April 06, 2000 03:04pm
'Oh Dear, Mrs. Robinson,' Say London Critics
by: Lynda Dugdale
(LONDON) -- The opening night audience might have given a standing ovation but London theater critics were less impressed by Kathleen Turner's much-anticipated naked seduction scene in The Graduate Wednesday night.
``Turner lays herself bare in totally pointless exercise,'' Paul Taylor wrote in the Independent.
``Oh dear, Mrs. Robinson,'' said Michael Billington in the Guardian.
London's theater fraternity went into a spin last week when it was revealed the 45-year-old Hollywood screen siren would drop her towel to play naked one of the most famous seduction scenes in cinema.
``Anyone from the dirty mac (coat) brigade who invests 40 pence (U.S. 65 cents) in theater binoculars to get an eyeful is in for a disappointment,'' concluded the tabloid Mirror.
The scene is mostly played in shadows toward the rear of the stage.
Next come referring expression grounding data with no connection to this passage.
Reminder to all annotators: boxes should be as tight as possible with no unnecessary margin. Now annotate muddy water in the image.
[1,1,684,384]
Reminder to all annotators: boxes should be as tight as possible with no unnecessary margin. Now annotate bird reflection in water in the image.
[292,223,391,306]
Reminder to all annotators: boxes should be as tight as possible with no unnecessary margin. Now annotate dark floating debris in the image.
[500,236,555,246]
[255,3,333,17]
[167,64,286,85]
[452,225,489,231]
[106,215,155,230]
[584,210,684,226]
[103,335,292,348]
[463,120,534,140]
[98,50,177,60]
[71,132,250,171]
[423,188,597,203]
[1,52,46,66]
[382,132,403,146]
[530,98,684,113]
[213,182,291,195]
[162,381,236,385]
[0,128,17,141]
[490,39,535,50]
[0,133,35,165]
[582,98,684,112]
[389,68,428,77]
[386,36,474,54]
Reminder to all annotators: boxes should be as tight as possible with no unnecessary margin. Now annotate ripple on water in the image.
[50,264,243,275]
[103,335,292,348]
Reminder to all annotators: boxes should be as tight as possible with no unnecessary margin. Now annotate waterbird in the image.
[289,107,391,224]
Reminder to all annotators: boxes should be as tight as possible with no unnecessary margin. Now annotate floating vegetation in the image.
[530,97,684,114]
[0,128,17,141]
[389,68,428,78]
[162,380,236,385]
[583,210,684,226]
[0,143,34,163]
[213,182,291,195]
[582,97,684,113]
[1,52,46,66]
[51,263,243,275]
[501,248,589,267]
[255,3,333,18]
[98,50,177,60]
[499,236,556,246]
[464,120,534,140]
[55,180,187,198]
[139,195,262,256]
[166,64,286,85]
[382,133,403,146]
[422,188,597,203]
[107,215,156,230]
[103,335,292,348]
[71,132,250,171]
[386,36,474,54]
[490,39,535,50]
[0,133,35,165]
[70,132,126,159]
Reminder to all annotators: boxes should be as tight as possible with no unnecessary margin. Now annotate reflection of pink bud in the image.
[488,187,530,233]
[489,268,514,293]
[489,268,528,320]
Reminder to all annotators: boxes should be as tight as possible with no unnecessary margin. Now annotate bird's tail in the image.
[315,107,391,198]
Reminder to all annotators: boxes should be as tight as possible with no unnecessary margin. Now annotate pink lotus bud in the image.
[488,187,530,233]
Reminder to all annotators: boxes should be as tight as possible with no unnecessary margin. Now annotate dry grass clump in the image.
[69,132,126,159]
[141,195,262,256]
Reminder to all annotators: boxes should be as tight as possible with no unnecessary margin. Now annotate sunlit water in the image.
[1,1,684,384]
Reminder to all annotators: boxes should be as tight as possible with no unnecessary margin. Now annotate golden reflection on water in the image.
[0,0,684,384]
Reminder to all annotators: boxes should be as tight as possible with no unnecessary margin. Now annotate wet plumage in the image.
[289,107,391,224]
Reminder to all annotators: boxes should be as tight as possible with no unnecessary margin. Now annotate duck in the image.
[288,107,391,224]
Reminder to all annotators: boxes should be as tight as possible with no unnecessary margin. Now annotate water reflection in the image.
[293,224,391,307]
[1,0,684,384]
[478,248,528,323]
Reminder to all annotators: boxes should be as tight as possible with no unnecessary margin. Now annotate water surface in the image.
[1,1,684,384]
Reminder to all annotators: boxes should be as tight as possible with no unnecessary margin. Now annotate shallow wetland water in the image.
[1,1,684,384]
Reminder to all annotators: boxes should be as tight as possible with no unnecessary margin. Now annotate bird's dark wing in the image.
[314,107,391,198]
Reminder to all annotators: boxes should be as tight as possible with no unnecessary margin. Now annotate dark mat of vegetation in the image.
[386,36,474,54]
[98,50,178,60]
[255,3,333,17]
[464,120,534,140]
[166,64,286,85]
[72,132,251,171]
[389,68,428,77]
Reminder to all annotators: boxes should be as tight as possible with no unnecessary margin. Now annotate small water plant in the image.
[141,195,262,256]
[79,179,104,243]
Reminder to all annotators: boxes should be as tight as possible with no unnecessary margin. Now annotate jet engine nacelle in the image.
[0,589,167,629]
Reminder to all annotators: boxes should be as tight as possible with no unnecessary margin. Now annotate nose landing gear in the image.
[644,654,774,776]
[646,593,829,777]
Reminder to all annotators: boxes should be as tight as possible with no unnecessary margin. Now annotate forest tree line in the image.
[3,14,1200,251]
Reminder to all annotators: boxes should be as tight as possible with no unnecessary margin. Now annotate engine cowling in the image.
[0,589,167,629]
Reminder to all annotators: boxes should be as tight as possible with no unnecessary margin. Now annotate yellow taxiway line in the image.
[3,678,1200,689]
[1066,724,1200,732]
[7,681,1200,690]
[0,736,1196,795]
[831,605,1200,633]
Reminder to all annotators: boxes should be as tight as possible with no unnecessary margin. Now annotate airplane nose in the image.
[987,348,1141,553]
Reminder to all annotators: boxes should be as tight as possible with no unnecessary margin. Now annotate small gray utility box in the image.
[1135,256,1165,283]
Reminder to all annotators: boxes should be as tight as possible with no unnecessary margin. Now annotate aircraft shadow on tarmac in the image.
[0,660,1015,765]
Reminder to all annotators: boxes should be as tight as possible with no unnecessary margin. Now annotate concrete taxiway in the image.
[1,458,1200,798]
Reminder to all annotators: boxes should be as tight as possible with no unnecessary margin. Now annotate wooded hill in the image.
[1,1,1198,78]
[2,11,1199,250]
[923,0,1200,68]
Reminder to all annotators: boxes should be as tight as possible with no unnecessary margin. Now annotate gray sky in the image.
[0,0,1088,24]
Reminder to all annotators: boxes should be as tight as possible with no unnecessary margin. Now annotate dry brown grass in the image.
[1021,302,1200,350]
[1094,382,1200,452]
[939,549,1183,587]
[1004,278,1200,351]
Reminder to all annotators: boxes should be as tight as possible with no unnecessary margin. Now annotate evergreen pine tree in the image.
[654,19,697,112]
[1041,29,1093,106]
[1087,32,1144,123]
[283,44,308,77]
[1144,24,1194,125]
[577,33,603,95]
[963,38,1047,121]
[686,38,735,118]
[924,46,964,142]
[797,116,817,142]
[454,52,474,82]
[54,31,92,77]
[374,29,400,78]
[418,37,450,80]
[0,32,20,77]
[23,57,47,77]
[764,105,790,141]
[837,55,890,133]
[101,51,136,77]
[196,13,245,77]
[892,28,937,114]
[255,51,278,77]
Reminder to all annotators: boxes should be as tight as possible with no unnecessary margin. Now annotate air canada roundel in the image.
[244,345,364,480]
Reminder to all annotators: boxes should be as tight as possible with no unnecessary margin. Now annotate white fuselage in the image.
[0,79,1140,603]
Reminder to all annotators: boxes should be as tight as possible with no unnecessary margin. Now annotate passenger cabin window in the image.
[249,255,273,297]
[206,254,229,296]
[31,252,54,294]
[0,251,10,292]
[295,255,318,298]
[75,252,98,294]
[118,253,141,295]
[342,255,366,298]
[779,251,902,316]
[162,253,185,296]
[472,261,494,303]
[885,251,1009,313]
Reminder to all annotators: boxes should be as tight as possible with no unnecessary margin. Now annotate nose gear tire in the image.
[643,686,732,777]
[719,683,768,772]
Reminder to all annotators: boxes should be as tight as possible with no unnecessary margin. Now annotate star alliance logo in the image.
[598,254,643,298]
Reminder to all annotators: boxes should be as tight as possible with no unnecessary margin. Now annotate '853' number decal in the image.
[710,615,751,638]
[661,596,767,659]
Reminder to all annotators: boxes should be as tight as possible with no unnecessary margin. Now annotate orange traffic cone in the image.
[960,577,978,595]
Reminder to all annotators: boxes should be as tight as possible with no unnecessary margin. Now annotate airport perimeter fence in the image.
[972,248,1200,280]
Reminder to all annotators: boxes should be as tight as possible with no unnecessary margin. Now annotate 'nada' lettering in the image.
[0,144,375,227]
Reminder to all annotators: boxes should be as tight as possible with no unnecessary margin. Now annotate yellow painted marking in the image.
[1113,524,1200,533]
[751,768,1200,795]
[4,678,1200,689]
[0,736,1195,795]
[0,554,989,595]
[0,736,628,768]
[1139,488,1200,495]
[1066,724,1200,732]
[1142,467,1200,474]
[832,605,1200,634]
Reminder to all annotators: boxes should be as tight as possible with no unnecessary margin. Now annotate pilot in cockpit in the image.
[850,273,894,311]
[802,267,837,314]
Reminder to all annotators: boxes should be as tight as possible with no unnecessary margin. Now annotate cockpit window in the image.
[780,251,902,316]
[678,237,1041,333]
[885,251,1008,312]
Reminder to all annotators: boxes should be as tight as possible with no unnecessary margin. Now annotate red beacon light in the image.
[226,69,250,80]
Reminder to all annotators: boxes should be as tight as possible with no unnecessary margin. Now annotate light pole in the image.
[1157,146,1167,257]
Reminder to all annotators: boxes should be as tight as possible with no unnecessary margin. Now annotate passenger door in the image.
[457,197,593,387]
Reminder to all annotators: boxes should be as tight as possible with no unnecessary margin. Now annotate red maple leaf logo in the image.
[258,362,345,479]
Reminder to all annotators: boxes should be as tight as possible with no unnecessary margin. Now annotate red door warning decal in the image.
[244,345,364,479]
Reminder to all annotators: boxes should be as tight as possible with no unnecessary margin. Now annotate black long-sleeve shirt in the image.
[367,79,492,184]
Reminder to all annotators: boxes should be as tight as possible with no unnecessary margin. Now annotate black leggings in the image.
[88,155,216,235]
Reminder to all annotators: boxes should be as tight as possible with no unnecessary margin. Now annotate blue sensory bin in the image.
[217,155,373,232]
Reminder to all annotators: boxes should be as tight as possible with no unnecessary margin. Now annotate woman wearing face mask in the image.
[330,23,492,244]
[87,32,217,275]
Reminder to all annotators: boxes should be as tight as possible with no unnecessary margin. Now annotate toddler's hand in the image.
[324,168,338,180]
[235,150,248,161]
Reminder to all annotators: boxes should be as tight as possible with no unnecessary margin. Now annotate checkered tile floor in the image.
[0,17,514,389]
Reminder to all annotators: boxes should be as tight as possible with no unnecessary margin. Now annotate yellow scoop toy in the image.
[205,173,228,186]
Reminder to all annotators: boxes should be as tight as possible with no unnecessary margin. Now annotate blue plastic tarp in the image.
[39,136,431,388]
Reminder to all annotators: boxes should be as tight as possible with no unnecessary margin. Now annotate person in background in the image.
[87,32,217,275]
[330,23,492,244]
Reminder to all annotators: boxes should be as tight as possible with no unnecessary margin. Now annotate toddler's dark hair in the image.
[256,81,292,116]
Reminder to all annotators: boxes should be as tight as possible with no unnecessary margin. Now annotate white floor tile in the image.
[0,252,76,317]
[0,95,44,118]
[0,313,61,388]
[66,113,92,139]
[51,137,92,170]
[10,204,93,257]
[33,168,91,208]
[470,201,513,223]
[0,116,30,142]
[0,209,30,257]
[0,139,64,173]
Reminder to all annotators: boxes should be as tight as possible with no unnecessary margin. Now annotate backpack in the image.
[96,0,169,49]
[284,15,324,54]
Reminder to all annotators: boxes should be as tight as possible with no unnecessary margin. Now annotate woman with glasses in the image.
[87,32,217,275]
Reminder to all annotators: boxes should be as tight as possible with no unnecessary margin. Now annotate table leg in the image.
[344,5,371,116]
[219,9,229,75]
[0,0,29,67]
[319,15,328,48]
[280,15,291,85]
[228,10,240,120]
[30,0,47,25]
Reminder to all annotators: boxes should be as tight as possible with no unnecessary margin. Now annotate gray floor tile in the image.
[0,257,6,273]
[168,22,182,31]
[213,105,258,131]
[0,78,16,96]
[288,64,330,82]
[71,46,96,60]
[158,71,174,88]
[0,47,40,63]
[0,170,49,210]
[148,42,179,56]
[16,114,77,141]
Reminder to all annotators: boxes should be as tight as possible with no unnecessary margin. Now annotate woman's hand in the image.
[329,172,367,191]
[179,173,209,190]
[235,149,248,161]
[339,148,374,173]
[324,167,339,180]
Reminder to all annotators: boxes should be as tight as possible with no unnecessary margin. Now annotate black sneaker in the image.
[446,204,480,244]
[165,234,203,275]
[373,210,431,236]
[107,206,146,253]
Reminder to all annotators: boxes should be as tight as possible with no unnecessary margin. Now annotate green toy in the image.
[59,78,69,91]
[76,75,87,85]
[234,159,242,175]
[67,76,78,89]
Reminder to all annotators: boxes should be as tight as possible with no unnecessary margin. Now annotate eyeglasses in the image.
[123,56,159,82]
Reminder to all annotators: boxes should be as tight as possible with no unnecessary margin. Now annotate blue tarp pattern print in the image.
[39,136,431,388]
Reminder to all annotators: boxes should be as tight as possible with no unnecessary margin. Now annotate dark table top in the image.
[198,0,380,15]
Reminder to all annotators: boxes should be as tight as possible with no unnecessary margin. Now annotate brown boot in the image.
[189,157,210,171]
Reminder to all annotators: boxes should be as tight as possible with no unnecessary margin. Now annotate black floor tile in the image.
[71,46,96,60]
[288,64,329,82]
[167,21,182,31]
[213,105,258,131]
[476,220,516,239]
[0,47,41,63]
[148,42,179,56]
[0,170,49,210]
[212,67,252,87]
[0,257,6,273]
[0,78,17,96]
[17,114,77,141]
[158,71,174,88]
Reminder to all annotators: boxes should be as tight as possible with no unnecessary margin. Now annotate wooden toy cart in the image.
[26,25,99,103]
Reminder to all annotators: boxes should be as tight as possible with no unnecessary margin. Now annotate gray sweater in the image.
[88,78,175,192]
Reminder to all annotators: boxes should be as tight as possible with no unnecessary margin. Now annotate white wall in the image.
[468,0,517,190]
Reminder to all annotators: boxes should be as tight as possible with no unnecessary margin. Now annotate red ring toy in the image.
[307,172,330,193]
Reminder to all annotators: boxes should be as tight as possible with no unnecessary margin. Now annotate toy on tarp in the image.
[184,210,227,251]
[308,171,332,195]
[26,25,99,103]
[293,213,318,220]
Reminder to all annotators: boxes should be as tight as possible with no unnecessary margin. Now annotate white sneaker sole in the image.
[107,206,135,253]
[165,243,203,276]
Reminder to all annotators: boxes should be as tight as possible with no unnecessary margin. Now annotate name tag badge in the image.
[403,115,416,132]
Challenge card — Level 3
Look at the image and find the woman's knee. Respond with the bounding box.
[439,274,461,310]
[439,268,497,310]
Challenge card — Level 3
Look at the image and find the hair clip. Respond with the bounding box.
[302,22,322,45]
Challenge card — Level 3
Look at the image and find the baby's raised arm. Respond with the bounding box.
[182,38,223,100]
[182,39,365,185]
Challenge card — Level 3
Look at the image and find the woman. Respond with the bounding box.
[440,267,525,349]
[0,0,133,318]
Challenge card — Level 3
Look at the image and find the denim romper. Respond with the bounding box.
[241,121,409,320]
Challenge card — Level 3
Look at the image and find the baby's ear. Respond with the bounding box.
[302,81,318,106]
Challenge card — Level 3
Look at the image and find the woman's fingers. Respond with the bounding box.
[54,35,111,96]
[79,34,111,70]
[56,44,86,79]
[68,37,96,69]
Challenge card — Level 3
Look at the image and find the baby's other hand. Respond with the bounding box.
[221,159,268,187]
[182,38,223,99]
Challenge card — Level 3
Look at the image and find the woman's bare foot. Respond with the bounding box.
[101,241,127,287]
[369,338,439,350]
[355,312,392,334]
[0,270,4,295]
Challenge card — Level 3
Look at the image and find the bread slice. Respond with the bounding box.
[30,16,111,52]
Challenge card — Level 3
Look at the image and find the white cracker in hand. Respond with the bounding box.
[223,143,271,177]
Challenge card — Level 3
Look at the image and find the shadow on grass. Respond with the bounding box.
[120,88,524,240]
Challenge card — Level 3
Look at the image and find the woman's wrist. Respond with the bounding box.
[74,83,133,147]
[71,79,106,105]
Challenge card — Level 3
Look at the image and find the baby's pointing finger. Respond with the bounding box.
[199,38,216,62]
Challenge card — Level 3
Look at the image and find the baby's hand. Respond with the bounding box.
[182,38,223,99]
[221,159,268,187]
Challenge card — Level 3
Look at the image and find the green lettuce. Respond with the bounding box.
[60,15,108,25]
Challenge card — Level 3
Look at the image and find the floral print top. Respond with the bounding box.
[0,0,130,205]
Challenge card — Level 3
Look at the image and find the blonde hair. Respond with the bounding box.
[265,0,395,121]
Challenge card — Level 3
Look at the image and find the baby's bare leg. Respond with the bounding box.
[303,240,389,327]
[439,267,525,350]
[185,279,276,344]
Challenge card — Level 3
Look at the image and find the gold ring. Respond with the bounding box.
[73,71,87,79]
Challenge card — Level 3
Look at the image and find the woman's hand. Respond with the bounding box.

``The tumescence at the box office and the column inches (of publicity) were wildly out of proportion to the dimly lit and anti-climactic 20 seconds of exposure,'' said the Independent.
The Daily Telegraph suggested the few fleeting seconds were likely to become more famous than the play itself.
The Express took a more politically correct approach saying the ``well padded and sexy'' Turner had ``struck a blow against the tyranny of the stick insect figure.''
Evening Standard critic Nicholas de Jongh described Turner's London stage debut as ``absolutely sensational.''
But the broadly lukewarm response was a far cry from praise heaped on Nicole Kidman's 1998 London stage debut in the Blue Room in a performance deemed ``pure theatrical viagra'' by one critic at the time.
The Times asked why audiences were expected ``to go all wobbly when Hollywood glitterati... reveal for a few seconds there's something real beneath their artificial skins!''
Turner had a tough act to follow, even if she was naked.
The 1967 film staring Anne Bancroft and Dustin Hoffman remains much revered with Bancroft offering Hoffman just a tantalizing glimpse of stocking.
Most newspapers applauded Turner for having the courage to follow in Bancroft's footsteps.
``Turner's poise and sardonic delivery is as immaculate as it is funny,'' said the Express.
``There's a nice aplomb in the way she times Mrs. Robinson's put-downs,'' chimed in the Independent.
But the Guardian said the best performance was given by Kelly Reilly as Turner's daughter, Elaine.
Most critics also concluded that Terry Johnson's stage version did not compare with the ``slick glamour'' of the film.